I would have preferred a clearer statement of the actual truth: that Trump has prospered because, even while they might oppose a lot of his ideas, many Republican politicians have been willing to overlook his bigotry and offer him support because they see it as a lesser evil than letting Clinton win the election. And also, i think, that Republican obstructionism on so many basic, reasonable things that the Obama administration has tried to do (up to and including the very proper nomination of an eminently qualified Supreme Court candidate) has created an atmosphere whereby mere loud-mouthed, unthinking opposition is seen as a reasonable substitute for political dialog.

And his “defense” is nonsensical:

No, Mr. Steele. When you lob the charge back at the Democrats, everyone goes "Oh my God, you’re just obviously engaging in projection, and by the way, the word “bigot” does not mean “I don’t like your policies”. Get a freaking dictionary.
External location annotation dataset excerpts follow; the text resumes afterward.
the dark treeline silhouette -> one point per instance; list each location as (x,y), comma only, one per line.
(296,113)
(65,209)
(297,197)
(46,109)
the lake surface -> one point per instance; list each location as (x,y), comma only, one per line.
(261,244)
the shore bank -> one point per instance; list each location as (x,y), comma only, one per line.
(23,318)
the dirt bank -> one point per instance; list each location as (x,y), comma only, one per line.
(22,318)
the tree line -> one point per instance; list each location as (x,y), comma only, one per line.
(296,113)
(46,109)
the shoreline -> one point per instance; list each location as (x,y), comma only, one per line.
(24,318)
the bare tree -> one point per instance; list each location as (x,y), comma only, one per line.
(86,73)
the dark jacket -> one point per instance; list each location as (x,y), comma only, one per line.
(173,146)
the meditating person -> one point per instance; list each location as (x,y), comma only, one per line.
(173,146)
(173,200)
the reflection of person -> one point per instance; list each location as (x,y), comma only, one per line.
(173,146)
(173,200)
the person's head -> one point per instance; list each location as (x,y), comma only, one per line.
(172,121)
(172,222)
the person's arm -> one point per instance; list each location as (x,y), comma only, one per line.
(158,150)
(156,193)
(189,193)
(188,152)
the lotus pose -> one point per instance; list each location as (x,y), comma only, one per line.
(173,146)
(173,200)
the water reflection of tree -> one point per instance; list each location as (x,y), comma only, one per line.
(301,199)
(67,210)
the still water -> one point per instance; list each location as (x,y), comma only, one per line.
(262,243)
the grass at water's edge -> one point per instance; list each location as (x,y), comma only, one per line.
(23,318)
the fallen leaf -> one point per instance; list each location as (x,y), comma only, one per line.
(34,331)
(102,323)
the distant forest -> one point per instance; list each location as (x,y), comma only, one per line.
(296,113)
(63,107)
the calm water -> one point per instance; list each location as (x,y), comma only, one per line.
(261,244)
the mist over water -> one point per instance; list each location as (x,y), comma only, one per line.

And by the way, Mr. Steele. “Out of bounds”? So that means that it’s OK for Trump to call Clinton a “bigot” in the national press, but she is supposed to do what? Just accept it? Good God, what an igoramous. No wonder others are not trying this pathetic argument.

I think that most of the people who post here would find the use of violence as a means of forwarding a political ideology antithetical to democracy. Much, if indeed most, of the “alt-right” not only don’t find it so, they actively embrace it, either by action or acquiescence.

Trump’s “second amendment people” line was directly in that wheelhouse.

“Nuclearly” is not a word. Goddess willing, it never will be.

You, of course, are correct. It’s pronounced “Nu-cu-lar-ly.”

She doesn’t want to wrap repub members of Congress into it, it hands them a ready made excuse to use after the election. Not that laying off will really make that much difference.